Thursday, July 8, 2010

It Doesn't Really Feel Like Emasculation, But It Is Kind of Odd

I'm spending part of my evening tonight making a big bowl of fruit salad to take to the first of two baby showers that I'll be attending over the next three days. I haven't been to a baby shower ever in 38 years, but after joining two moms' play groups, BAM! Two in a row. For the first, the entire play group was invited, and I thought, "Oh, they don't really mean me. That would just be awkward." But then I was explicitly, specifically invited and encouraged to attend.

I even tossed the apple chunks in lemon juice to prevent browning.

I guess the second shower doesn't really count, because it's for BFF and his girlfriend, and it's being billed more as a celebration than a shower, with gifts not necessary, but still.

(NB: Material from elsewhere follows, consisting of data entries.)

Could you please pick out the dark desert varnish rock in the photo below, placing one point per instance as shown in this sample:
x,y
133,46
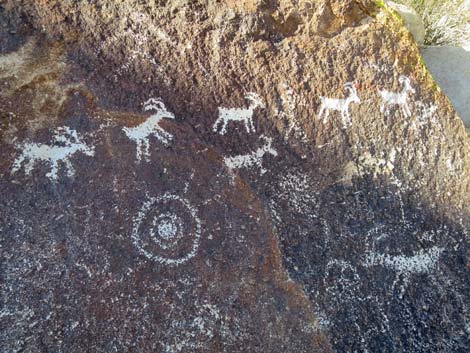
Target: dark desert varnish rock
x,y
238,176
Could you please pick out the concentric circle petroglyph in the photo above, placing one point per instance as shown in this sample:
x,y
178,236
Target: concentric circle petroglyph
x,y
167,230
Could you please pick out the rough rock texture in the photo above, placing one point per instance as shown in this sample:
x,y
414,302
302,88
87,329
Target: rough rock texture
x,y
132,223
412,19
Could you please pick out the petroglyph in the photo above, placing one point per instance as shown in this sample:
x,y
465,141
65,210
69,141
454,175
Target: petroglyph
x,y
66,142
398,98
167,230
341,105
252,159
244,115
423,261
141,133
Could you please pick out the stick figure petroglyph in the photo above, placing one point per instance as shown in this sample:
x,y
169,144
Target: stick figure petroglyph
x,y
398,98
239,114
339,104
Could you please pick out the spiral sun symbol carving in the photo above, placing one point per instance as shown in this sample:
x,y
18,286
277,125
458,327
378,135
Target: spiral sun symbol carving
x,y
167,230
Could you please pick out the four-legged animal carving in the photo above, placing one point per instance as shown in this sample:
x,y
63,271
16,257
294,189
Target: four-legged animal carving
x,y
239,114
254,158
66,143
141,133
338,104
398,98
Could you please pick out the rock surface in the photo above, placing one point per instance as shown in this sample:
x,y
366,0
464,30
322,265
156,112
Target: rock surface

It's a shower. My second in three days.

There are clear differences in how the moms' groups and the dads' groups operate. For instance, the moms show up in numbers, and the dads show up in ones or twos. The moms host play dates in their homes, and the dads stick to the playgrounds. The dads venture all over two counties, and the moms return to the neighborhood playgrounds again and again.

The biggest difference, though, and perhaps the most disconcerting? In a couple of years of dads' group play dates, breastfeeding has never come up. Not once has a bare breast suddenly appeared in the middle of a conversation. With the moms, it's happening with somewhat alarming frequency. I like to think of myself as a hip, modern man with no philosophical objections to breastfeeding in public, and I like to believe that there's nothing erotic about the use of the breast for the sustenance of children, but somehow, when I'm having a pleasant conversation with a woman and she suddenly pulls her top down, it's a little distracting. I think I'm playing it off okay, but it sends my brain into a little bit of a spin. Should I just not look at her, pretend to be fascinated by what Thumper's doing over there on the other side of the room, even though she's still talking, and talking to me? If I don't look, does that make it even more obvious that I'm discombobulated? Can I continue to ignore that one voice in the back of my head that's yelling, "It's a boob! It's bare! Look at it!" and still hold eye contact?

And am I glad, or maybe just a little bummed out, that I'm so non-threatening that these moms seem to give not a second thought to whipping it out in front of me?